The indexing scheme used by the DO is illustrated in Figs. 2 and 3. The index construction process at the DO is initiated with static 2−D spatial data points in the space. Next, each spatial point in the space is assigned a Hilbert cell value in the grid. In the example in Fig. 2, the space is partitioned into 64 cells by applying a Hilbert curve of granularity 3 with starting point (0,0).

Fig. 2
figure 2

Spatial data points at the DO mapped to Hilbert cells

Fig. 3
figure 3

Index construction process based on transformation

Next, the Hilbert R-tree index is constructed bottom-up based on the ascending Hilbert cell values. The DO then encrypts the Hilbert R-tree internal nodes and Hilbert values in leaf nodes using OPE, while the data points in the leaf nodes are encrypted using AES before being outsourced to the CSP, since it is not a trusted entity. This protects the sensitive data from being leaked by the CSP (i.e. to third-party vendors). The CSP does not have the ability to decrypt the encrypted data without the secret keys. The DO sends the transformation and encryption keys only to TUs.

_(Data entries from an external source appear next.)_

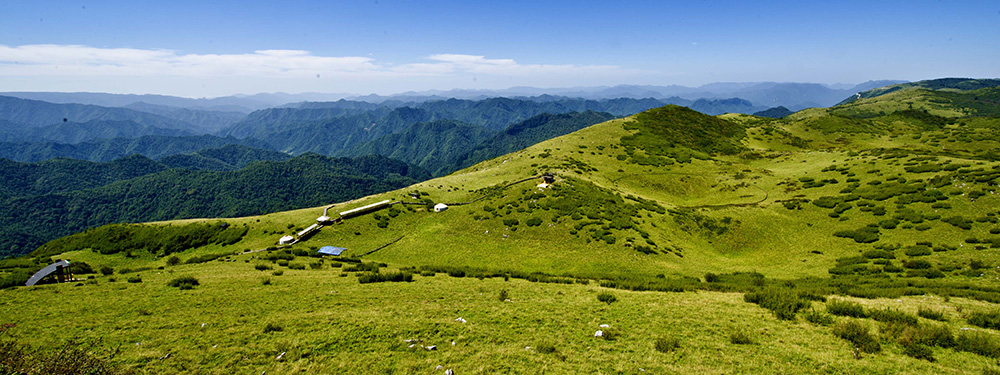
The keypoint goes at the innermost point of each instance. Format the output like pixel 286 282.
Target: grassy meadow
pixel 857 239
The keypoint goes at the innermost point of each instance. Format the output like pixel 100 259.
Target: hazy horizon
pixel 225 48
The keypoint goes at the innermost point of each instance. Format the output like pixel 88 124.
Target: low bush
pixel 545 348
pixel 857 333
pixel 375 277
pixel 989 320
pixel 980 343
pixel 73 357
pixel 928 313
pixel 271 327
pixel 606 297
pixel 262 267
pixel 740 337
pixel 173 260
pixel 666 344
pixel 919 351
pixel 819 318
pixel 183 282
pixel 783 302
pixel 845 308
pixel 892 316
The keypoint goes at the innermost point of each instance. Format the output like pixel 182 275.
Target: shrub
pixel 919 351
pixel 262 267
pixel 271 327
pixel 845 308
pixel 666 344
pixel 819 318
pixel 606 297
pixel 73 357
pixel 183 282
pixel 924 334
pixel 985 319
pixel 375 277
pixel 857 334
pixel 545 348
pixel 980 343
pixel 740 337
pixel 711 277
pixel 173 260
pixel 918 250
pixel 892 316
pixel 781 301
pixel 931 314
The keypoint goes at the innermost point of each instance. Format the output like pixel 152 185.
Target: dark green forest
pixel 38 207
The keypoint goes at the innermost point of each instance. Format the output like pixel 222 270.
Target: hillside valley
pixel 857 239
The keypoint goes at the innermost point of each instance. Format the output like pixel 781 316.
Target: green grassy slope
pixel 899 208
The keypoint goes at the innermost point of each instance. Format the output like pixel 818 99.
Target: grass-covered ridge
pixel 824 241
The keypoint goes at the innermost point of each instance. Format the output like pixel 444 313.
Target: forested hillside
pixel 59 197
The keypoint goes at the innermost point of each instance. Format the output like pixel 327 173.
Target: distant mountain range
pixel 766 94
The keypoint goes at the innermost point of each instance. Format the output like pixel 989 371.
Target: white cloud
pixel 164 71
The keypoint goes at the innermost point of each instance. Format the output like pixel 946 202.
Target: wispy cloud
pixel 77 67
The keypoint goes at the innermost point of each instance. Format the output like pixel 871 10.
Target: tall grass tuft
pixel 857 333
pixel 845 308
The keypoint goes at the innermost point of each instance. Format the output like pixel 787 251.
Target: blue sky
pixel 213 48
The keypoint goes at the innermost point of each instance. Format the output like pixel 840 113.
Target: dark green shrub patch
pixel 845 308
pixel 858 334
pixel 606 297
pixel 892 316
pixel 183 282
pixel 985 319
pixel 932 314
pixel 376 277
pixel 783 302
pixel 666 344
pixel 917 250
pixel 980 343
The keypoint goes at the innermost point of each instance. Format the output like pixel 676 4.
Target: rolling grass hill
pixel 837 240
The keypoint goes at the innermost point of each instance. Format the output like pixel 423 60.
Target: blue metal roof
pixel 330 250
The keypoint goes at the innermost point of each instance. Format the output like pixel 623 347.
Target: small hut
pixel 330 250
pixel 60 269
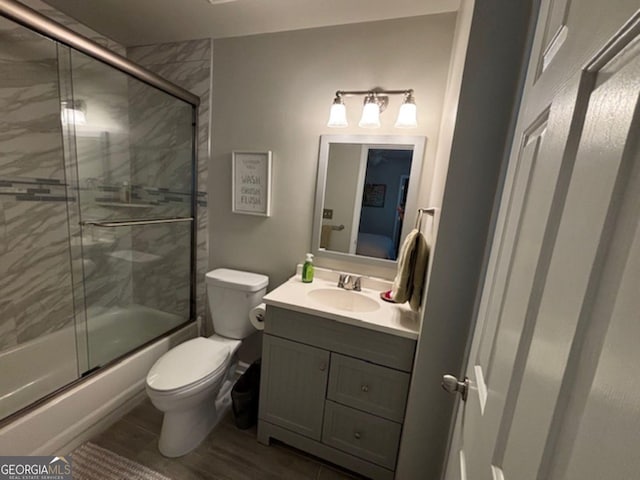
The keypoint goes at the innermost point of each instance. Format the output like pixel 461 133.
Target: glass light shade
pixel 72 116
pixel 370 116
pixel 338 116
pixel 407 117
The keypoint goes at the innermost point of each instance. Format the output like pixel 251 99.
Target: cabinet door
pixel 293 385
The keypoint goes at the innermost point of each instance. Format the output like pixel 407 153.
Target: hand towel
pixel 412 265
pixel 419 272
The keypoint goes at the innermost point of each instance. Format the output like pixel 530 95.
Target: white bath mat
pixel 91 462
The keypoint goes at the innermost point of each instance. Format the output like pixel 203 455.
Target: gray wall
pixel 480 114
pixel 273 92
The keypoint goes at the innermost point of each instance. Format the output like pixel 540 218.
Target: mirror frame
pixel 417 160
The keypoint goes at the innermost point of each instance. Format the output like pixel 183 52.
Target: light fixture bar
pixel 375 103
pixel 375 91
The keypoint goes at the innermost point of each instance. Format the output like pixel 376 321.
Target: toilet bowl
pixel 191 383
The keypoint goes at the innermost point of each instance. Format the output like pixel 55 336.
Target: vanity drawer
pixel 365 386
pixel 377 347
pixel 360 434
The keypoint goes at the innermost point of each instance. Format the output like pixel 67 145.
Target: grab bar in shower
pixel 128 223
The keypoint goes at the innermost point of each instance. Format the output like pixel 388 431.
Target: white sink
pixel 344 300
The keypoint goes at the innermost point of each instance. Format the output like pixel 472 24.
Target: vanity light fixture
pixel 375 102
pixel 338 113
pixel 73 112
pixel 407 117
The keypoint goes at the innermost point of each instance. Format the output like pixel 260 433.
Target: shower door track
pixel 129 223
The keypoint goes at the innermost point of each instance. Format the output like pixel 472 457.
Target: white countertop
pixel 392 318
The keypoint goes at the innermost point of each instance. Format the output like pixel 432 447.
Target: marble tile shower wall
pixel 187 64
pixel 35 255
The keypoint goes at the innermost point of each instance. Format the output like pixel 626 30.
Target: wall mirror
pixel 366 195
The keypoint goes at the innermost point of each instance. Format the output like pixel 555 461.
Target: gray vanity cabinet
pixel 334 390
pixel 297 380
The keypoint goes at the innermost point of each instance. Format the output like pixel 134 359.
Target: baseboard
pixel 241 368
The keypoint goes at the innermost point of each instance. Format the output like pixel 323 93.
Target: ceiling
pixel 142 22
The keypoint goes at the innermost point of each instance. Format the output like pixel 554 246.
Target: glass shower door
pixel 38 352
pixel 135 176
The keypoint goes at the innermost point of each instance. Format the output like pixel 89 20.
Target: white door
pixel 554 389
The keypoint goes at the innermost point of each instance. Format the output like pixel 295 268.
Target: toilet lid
pixel 187 363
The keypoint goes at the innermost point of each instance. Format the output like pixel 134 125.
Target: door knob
pixel 452 385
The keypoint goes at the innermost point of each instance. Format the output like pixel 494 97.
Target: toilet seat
pixel 191 363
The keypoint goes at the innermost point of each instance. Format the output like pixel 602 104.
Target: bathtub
pixel 34 369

The encrypted index and data points at the CSP are shown in Fig. 3. The leaf and non-leaf nodes are encrypted using OPE [enclosed in a red dashed box] to support range queries and dynamic updates, while the data points in the leaf nodes [enclosed in the blue solid box] are encrypted individually using the secure and traditional encryption scheme, AES [13]. The parent-children relationships (i.e. pointers) in the index are not encrypted in order to allow efficient query search. Additionally, the DO sends the OPE key and the AES key to the TUs so that they can send encrypted queries to the CSP and decrypt the returned query results.

Algorithm 1 lists the pseudo-code for the dynamic index construction process. In the first loop (Lines 1–4), each spatial data point d i in D is normalized to [0,1]2 and then its Hilbert cell value is computed using the Hilbert transformation function, F HSK , based on the Hilbert Space Key. In Line 5, the resulting Hilbert cell values for all data points are stored in C and sorted before building the Hilbert R-tree Index (Line 6). Lines 7–12: all the nodes in the tree are encrypted. If it is an internal node, MBR and LHVs are encrypted using the OPE scheme to allow for comparisons on the encrypted data. While, data points in the leaf nodes are encrypted using AES. Lastly (Line 13), the index is outsourced to the Cloud Service Provider.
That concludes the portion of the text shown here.